Further research shows that many patients will actually seek addiction treatment from a hospital emergency room if they can. The ED-based model for MAT can traditionally reach underserved patients and makes MAT easier for those with socio-economic disadvantages. Patients with unstable housing and Medicaid coverage were also more likely to get MAT in a hospital than wealthier populations who have more options for that care.

Policy implications

As overdose rates continue to rise in the United States, treatment models like CA Bridge offer a scalable strategy to reach those at highest risk who cannot receive drug treatment in a traditional setting. We urge policymakers to consider the following recommendations:

1. Obtain Disclaimer X in order to receive hospital staff privileges

As long as an X-Wavier is required to prescribe buprenorphine, we believe that obtaining the X-Waiver license to prescribe buprenorphine should be required for emergency physicians seeking privileges in acute hospitals, rather than remaining a voluntary act . Doctors seeking privileges to work in hospitals already go through a thorough licensing process. Rather than adding to the paperwork, this request only takes a few minutes and ensures the doctor is ready to provide evidence-based treatment.

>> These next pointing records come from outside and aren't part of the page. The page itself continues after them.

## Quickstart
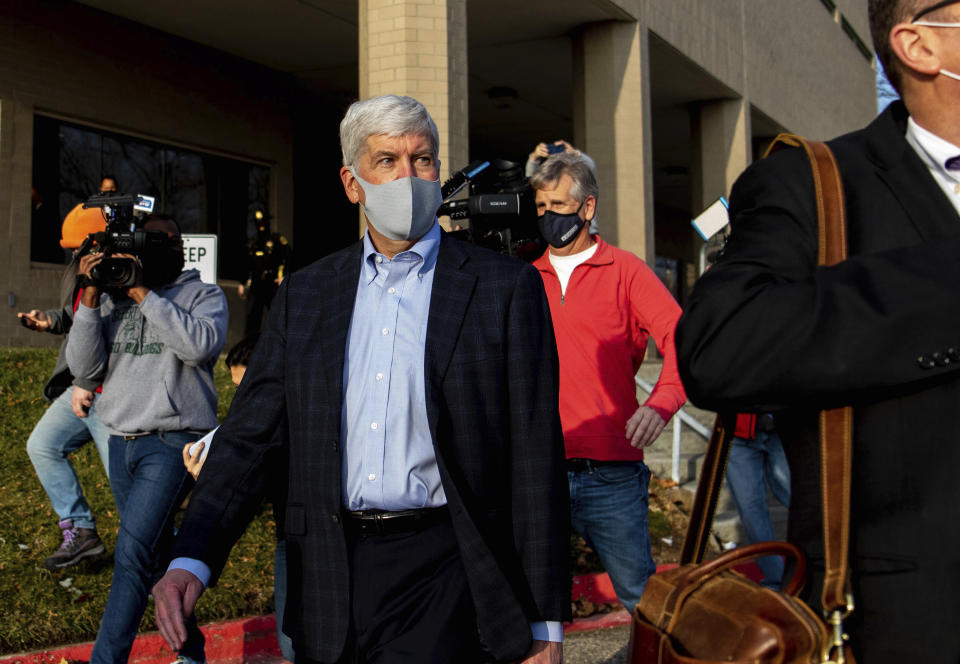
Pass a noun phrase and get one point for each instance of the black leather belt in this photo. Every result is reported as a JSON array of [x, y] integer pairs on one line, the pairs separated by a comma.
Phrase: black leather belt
[[581, 465], [380, 522]]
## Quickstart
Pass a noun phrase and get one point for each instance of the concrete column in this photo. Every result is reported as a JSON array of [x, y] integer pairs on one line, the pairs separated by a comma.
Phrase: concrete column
[[721, 149], [419, 48], [611, 115]]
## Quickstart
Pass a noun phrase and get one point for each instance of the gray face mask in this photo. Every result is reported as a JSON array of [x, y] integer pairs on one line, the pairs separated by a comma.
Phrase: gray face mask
[[403, 209]]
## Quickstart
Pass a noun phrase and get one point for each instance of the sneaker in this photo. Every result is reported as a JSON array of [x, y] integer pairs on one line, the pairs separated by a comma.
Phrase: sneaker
[[78, 543]]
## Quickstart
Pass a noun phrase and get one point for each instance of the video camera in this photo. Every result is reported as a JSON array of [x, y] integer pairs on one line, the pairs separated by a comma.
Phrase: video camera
[[124, 234], [500, 207]]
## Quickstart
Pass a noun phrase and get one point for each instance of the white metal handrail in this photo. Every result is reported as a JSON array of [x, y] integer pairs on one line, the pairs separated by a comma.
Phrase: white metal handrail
[[682, 417]]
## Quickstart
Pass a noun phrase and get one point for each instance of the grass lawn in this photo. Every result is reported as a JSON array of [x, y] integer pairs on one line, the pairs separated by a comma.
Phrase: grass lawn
[[39, 608]]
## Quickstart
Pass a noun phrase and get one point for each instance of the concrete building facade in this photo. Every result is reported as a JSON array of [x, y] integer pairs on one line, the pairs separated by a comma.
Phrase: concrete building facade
[[671, 98]]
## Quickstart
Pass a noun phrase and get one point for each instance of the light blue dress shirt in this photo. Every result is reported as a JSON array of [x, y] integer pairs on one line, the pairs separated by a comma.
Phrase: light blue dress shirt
[[388, 457]]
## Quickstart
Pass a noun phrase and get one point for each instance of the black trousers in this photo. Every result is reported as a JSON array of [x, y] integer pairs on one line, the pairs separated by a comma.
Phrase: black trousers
[[410, 603]]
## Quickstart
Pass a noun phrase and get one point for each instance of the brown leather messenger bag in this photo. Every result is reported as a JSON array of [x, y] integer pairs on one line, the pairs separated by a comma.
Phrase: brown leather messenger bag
[[705, 613]]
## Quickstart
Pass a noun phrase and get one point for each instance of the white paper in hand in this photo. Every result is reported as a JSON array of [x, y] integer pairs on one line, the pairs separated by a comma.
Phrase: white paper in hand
[[713, 219], [207, 441]]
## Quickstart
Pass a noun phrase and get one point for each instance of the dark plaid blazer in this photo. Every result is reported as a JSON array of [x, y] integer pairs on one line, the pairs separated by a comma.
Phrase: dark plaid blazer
[[491, 397], [766, 329]]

2. Link the induction of buprenorphine to the hospital quality metrics

Currently, quality metrics for ED visits for substance use disorders group all types of drug use diagnoses into one HEDIS metric. We call on the National Committee for Quality Assurance to add quality metrics that measure opioid use disorder patients who start on buprenorphine, leave the hospital on buprenorphine prescription, and are co-prescribed with naloxone.

3. Add reimbursement mechanisms for screening, brief intervention and referral to treatment (SBIRT) from the emergency room and for dedicated substance use counselors and peer support

SBIRT is currently only billable in the basic service. We urge Medicaid government programs to reimburse SBIRT services provided in the emergency room as the number of patients receiving treatment there is being used. We encourage further reimbursements for peer support services and care navigation provided by emergency department staff at levels that support fair wages for those staff.